Reputation: 17090
Here is the problem. There is a matrix with N rows and C columns, and two factors: ids
and group
, both of length N. For example:
m <- matrix( 1:25, nrow= 5, byrow= T )
id <- factor( c( "A", "A", "A", "B", "B" ) )
group <- factor( c( "a", "b", "c", "a", "c" ) )
Not all combinations of factors are present, but each combination of the factors is present only once. The task is to transform the matrix m
in such a way that it has length( levels( id ) )
rows and length( levels( group ) ) * C
columns. In other words, create a matrix where each variable corresponds to a combination between the original column and all possible levels of factor group
. Missing values (for non-existent combinations of id and group) are replaced by NA's.
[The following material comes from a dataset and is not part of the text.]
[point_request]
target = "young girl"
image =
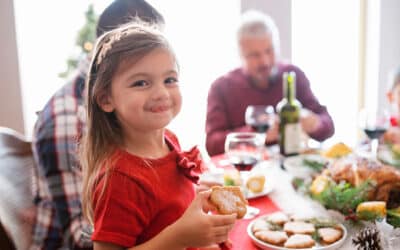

Here is the desired output of the above example:
a.1 a.2 a.3 a.4 a.5 b.1 b.2 b.3 b.4 b.5 c.1 c.2 c.3 c.4 c.5
A 1 2 3 4 5 6 7 8 9 10 11 12 13 14 15
B 16 17 18 19 20 NA NA NA NA NA 21 22 23 24 25
I wrote my own function, but it is terribly ineffective and I'm sure it duplicates the functionality of something extremely simple.
matrixReshuffle <- function( m, ids.row, factor.group ) {
nr <- nrow( m )
nc <- ncol( m )
if( is.null( colnames( m ) ) ) colnames( m ) <- 1:nc
ret <- NULL
for( id in levels( ids.row ) ) {
r <- c()
for( fg in levels( factor.group ) ) {
d <- m[ ids.row == id & factor.group == fg,, drop= F ]
if( nrow( d ) > 1 )
stop( sprintf( "Too many matches for ids.row= %s and factor.group= %s", id, fg ) )
else if( nrow( d ) < 1 ) {
r <- c( r, rep( NA, nc ) )
} else {
r <- c( r, d[1,] )
}
}
ret <- rbind( ret, r )
}
colnames( ret ) <- paste( rep( levels( factor.group ), each= nc ), rep( colnames( m ), length( levels( factor.group ) ) ), sep= "." )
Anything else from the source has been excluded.